Monday, March 20, 2006

Bracket Madness

Well I believe that I am experiencing bracket madness. Truthfully I am really experiencing bracket frustration but it is manifesting itself in madness. I find myself mumbling incoherently about wins and loses and trying to find logic in the illogical. It is impossible and I know it. Really all I want is to find some sense of sanity in this insane segment of my life. March Madness is supposed to make some sense but this year there seems to be this indescribable blur of activity and upsets that I cannot seem to comprehend. I reckon it all boils down to the loss my beloved jayhawks experienced at the hands of a no fame school--Bradley-- from a no fame conference--Missouri Valley--effectively bumping them from the tourney in the first round and sending my bracket to the trash on the first day.
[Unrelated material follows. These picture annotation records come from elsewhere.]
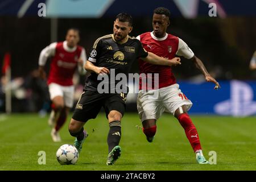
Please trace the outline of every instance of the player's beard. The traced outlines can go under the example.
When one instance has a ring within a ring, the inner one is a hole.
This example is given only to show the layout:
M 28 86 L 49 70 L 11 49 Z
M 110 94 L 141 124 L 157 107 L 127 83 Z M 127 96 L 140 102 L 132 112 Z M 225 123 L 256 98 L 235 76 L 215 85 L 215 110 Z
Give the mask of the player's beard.
M 119 36 L 118 36 L 118 35 Z M 122 36 L 120 34 L 114 34 L 114 38 L 115 39 L 117 42 L 121 42 L 122 40 L 123 40 L 123 39 L 125 38 L 125 36 Z

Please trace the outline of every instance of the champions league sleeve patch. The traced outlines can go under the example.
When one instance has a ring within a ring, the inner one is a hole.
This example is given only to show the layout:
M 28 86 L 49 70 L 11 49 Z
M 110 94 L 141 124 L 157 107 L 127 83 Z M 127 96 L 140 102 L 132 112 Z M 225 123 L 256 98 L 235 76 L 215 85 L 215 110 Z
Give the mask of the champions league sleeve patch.
M 93 57 L 96 57 L 96 55 L 97 55 L 97 51 L 96 51 L 96 49 L 93 49 L 92 51 L 92 52 L 90 52 L 90 57 L 93 58 Z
How am I to rebound--forgive the basketball vernacular--from such a terribly gut wrenching experience and find the strength to get out of bed for the rest of March? Well it is not all that bad but--Holy Crap--let's face it...BRADLEY!!!! Ok, I am glad that I got that little temper tandrum out of my system. Now I can try and enjoy the mystery that March Madness is to me. I love mystery and that is why I am so in love with Christ and His Church. Living in the mystery of this sacramental existence is such a blessed way to experience life. Well I am done for now. Grace and Peace.

2 comments:

Scott Williams said...

So John, how do you really feel?

Anonymous said...

Your post makes me giggle some. I had never filled out a bracket until this year and I am winning out of 41 people. Maybe that is because all of my choices were illogical in your eyes. I don't know, but we'll see. Have a great day, Johnny boy!!